Kosovo’s Roma minority “are not treated as humans,” laments Florim Masurica, who is seeking justice for his disabled son, one of the children suffering from suspected lead-poisoning contracted at post-war United Nations camps.
Kosovo’s pro-independence ethnic Albanian rebels saw Roma people as guilty of co-operation with Serbs during the 1998-1999 conflict – a gratuitous accusation as Roma largely kept out of the fighting.
But some of them faced summary executions, while others were forced to flee from their homes that were looted and destroyed after the departure of Serb forces from Kosovo following a Nato bombing campaign.
That was the case in the Roma neighbourhood of Mahalla in Kosovo’s northern city of Mitrovica.
Around 600 of its inhabitants were given shelter by the UN mission in Kosovo (UNMIK) in five camps, initially meant as a temporary measure for 45 days, but they ended up staying six years.
Living near a heavy metals mining complex, these displaced people were unaware that they were breathing in air and trampling on soil contaminated with lead and other toxins, as scientific tests have showed.
In 2005, human rights groups became concerned by the symptoms of Roma children in the camps such as black gums, headaches, learning difficulties, convulsions and high blood pressure.
UNMIK then evacuated the camps – but for some of its residents this was too late.
Bajram Babajboks, 65, claims that there was no single member of his family — four daughters, seven sons and 60 nieces and nephews — “who is not a victim of lead toxins.”

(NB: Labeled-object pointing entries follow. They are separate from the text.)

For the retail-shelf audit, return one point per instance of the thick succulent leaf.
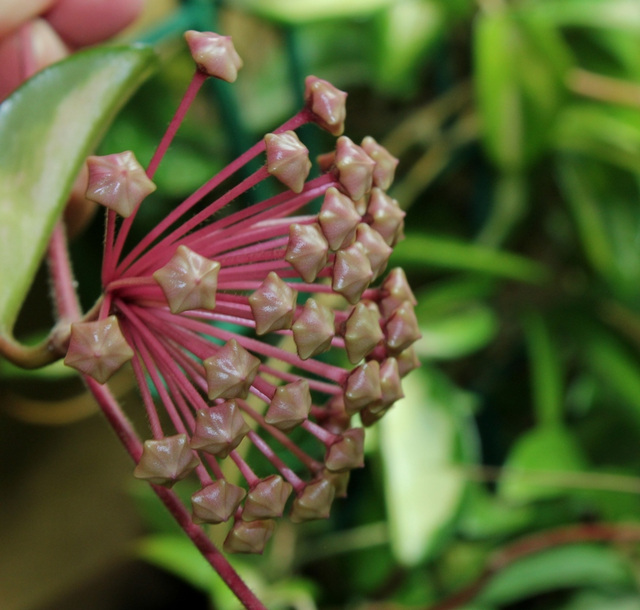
(424, 440)
(47, 128)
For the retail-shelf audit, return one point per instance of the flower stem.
(216, 559)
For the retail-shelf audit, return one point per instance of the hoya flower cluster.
(226, 317)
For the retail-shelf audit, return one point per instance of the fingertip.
(85, 22)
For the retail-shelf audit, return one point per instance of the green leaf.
(618, 14)
(604, 203)
(419, 250)
(577, 565)
(47, 128)
(423, 441)
(546, 374)
(406, 32)
(457, 333)
(545, 449)
(520, 66)
(615, 367)
(297, 12)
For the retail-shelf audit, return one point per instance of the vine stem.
(536, 543)
(68, 309)
(130, 440)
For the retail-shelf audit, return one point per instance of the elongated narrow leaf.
(47, 128)
(424, 251)
(296, 12)
(520, 65)
(578, 565)
(424, 440)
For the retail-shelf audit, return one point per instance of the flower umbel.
(223, 316)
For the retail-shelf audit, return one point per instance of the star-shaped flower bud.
(396, 291)
(307, 250)
(287, 159)
(355, 168)
(352, 272)
(230, 371)
(326, 161)
(348, 452)
(326, 103)
(363, 386)
(118, 182)
(376, 249)
(338, 218)
(267, 499)
(402, 327)
(390, 384)
(249, 536)
(314, 329)
(387, 217)
(165, 461)
(219, 429)
(362, 332)
(334, 417)
(273, 304)
(98, 349)
(189, 281)
(215, 503)
(314, 502)
(407, 361)
(386, 163)
(289, 406)
(214, 55)
(339, 480)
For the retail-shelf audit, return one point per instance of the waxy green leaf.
(424, 441)
(47, 128)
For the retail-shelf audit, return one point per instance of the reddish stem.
(535, 543)
(216, 559)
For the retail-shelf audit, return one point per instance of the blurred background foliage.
(509, 476)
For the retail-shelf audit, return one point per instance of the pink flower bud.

“It’s the doctors who say it,” he told AFP, showing the latest blood test results.
In February 2006, a panel of experts appointed by the UN – following complaints by 138 Roma – came up with a 79-page report examining the claims of poisoning.
It cited tests conducted by the World Health Organisation in 2004, showing most children in the most exposed camps had “above acceptable” lead levels in their blood and that “more than 80% of soils in the camps were ‘unsafe’ because of lead contamination.”
An environmental medicine specialist, Klaus-Dietrich Runow, took hair tests in the camps in 2005 with “the highest ever seen [results] in the values of heavy metal in human hair samples.”
The panel concluded that UNMIK had failed “to comply with applicable human rights standards in response to the adverse health condition caused by lead contamination in the IDP camps and the consequent harms suffered by the complainants.”